Most of the victims were children and women. Rumors about suicide bombers panicked thousands of Shiite pilgrims during a religious procession. The marchers were commemorating the death in the year 799 of Imam Moussa ibn Jaafar al-Kadhim, one of the 12 principle Shiite saints who is buried in a mosque in the northern Baghdad neighborhood of Kazimiyah.

 

On Thursday, hundreds of lost sandals littered the two-lane bridge. Thousands of grieving Shiites were searching for their loved ones as mass funerals were held.

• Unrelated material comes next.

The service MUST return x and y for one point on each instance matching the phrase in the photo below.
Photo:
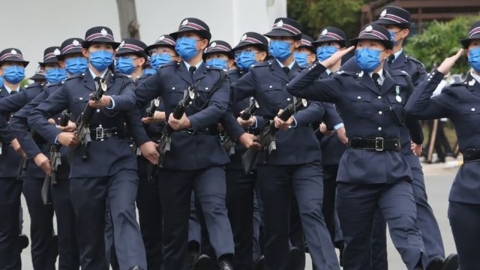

Iraqi authorities blamed "terrorists" for the disaster. Iraqi Defense Minister Saadoun al-Dulaimi, a Sunni, said three suicide bombers were stopped Wednesday some distance from the shrine, but "blew themselves up before reaching their destination."

 

On his part, Iraqi President Jalal Talabani, a Kurd, told state-run Iraqiya television that "the government should take measures for an honest investigation to determine how failures doubled the casualties." Iraq's highest ranking Shiite cleric, Grand Ayatollah Ali al-Sistani, also called for an investigation.

 

In other violence, a U.S. soldier was killed and three were wounded Wednesday when a bomb exploded in the city of Samarra, 60 miles north of Baghdad, the U.S. military said. The military also said another American soldier was killed Tuesday by a bomb in Iskandariyah, 30 miles south of Baghdad.